In a subsequent motion for partial summary judgment, the government argued that it had not waived sovereign immunity under CERCLA for purely regulatory activities and that, in any event, its activities at the site did not rise to the level of ownership or operation necessary for the imposition of liability under the statute. The district court denied the motion, holding that there were disputes of material fact relating to the owner and operator issues concerning the extent of the government's activities at the plant. In March 1991, the district court held a four-day non-jury trial on the liability issues.
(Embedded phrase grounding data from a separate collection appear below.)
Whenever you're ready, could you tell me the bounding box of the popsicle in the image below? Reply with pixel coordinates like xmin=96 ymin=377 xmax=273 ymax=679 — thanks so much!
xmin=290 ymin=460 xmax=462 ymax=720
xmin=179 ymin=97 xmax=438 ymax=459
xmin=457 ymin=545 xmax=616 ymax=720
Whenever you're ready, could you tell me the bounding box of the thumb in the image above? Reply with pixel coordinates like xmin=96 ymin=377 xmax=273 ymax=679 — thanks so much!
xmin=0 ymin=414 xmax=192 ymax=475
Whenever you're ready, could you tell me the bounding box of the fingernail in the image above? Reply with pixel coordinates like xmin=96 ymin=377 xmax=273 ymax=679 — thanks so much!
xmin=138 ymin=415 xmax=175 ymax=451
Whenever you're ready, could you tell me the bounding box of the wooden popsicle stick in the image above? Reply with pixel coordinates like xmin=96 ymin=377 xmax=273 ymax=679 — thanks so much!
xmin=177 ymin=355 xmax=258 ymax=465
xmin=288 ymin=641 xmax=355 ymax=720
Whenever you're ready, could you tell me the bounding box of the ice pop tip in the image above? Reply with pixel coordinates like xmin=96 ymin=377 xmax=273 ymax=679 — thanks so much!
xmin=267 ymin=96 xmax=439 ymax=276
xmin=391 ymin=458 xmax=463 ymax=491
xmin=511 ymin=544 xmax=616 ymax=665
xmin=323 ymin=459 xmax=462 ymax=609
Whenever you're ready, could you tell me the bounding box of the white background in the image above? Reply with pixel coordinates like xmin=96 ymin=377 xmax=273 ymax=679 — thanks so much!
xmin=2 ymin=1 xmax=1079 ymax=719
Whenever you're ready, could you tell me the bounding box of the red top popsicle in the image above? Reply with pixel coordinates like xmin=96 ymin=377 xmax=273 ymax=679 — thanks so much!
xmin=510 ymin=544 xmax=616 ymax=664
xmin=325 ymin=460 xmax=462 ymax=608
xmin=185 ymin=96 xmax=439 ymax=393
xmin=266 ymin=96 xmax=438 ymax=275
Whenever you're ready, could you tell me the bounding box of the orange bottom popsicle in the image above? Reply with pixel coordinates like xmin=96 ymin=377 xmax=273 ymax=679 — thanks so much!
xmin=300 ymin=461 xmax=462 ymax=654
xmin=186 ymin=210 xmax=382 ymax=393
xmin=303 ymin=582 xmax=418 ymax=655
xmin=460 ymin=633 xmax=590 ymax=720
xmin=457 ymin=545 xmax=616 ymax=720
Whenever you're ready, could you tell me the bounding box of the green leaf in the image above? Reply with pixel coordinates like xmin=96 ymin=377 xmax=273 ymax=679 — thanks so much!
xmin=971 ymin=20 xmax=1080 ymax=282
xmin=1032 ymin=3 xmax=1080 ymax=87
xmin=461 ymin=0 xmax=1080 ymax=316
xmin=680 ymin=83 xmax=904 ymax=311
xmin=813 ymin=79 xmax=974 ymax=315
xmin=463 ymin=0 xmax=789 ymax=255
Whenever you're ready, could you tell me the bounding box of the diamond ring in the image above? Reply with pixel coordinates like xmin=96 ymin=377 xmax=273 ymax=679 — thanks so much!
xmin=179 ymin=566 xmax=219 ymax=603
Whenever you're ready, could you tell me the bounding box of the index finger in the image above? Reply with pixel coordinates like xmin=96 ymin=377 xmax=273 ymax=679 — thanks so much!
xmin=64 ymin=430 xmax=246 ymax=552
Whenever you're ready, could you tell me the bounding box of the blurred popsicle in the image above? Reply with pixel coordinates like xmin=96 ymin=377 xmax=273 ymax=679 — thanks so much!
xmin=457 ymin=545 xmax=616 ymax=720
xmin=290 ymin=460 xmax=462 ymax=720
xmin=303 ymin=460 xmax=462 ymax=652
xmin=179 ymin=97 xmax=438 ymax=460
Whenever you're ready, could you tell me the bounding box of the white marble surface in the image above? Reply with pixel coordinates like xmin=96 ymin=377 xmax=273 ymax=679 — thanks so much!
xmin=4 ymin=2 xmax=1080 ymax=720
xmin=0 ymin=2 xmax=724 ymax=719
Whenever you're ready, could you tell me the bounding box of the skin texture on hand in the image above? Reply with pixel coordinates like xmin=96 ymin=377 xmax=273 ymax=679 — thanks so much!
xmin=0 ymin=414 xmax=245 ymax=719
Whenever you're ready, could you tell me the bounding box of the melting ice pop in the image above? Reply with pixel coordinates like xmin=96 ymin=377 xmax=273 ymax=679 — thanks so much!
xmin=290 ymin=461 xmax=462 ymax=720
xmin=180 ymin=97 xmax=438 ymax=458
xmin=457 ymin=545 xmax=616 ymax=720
Subsequently, in an opinion issued February 20, 1992, the district court held the government liable on all three theories articulated by FMC: as an owner, operator, and arranger. See FMC Corp. v. United States Dep't of Commerce, 786 F.Supp. 471. The liability period for these categories varied, and no period was identified specifically for "arranger" liability, but all fell between January 1942 and March 1948.
The trial consisted largely of the introduction of documents as most persons with knowledge of the activities at the facility during the war had died. But the parties also introduced depositions, and there was some in-court testimony. Based on this evidence, the district court made extensive findings of fact, many if not most of which are not in dispute, and which we only need summarize.
The facility is a 440-acre site and includes a manufacturing plant and 23 waste disposal basins and landfill areas. The plant was owned and operated by American Viscose from 1940 to 1963, FMC from 1963 to 1976, and Avtex Fibers-Front Royal, Inc. from 1976 to 1989. American Viscose is now out of business, and Avtex is in bankruptcy reorganization. Id.
In January 1942, an executive order established the WPB. The WPB was empowered to issue directives to industry regarding war procurement and production, including directives concerning purchasing, contracting, specifications, construction, requisitioning, plant expansion, conversion, and financing. Moreover, in 1942, the WPB's powers were expanded to include the seizure and operation of non-complying industries. Id. at 474-75.